「そ、そりゃあもちろん……お、お箸のほうで!」
「そっか。お箸がいいのなら、最初からちゃんと食べてくれたらいいのに。絃葉ちゃん、素直じゃないなあ」
少し意地悪く微笑むと、京極くんはお箸に挟んだ玉子焼きを再び私の口へと運んでくる。
あーんと彼に言われて、私は玉子焼きをパクリ。
「絃葉ちゃん、美味しい?」
「はい……」
なんだか京極くんに、上手く誘導された気もするけれど。
そもそも彼は、私のためにこんな面倒なこともやってくれてるんだから。感謝しないと。
「ありがとう、京極くん」
「ううん。どういたしまして」
「……いいなあ、絃葉。
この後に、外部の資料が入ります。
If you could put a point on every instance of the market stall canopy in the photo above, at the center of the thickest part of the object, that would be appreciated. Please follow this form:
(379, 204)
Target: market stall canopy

京極くんに食べさせてもらって」
私がしばらく京極くんに食べさせてもらっていると、向かいに座る和花ちゃんが羨ましそうな目で見てくる。
「ねえ、京極くん。あたしにも食べさせてー?」
「ごめんね? 俺は、絃葉ちゃん専属のお世話係だから」
京極くんの言葉に、胸がドキッと跳ねる。
「ですよねぇ。ああ、絃葉が羨ましい〜」
そう言いながら、サンドウィッチを頬張る和花ちゃん。
「絃葉ちゃん、次はウインナー食べる?」
「は、はい」
それから私は、京極くんの手からおかずを食べさせてもらうたびに、胸がドキドキしてしまった。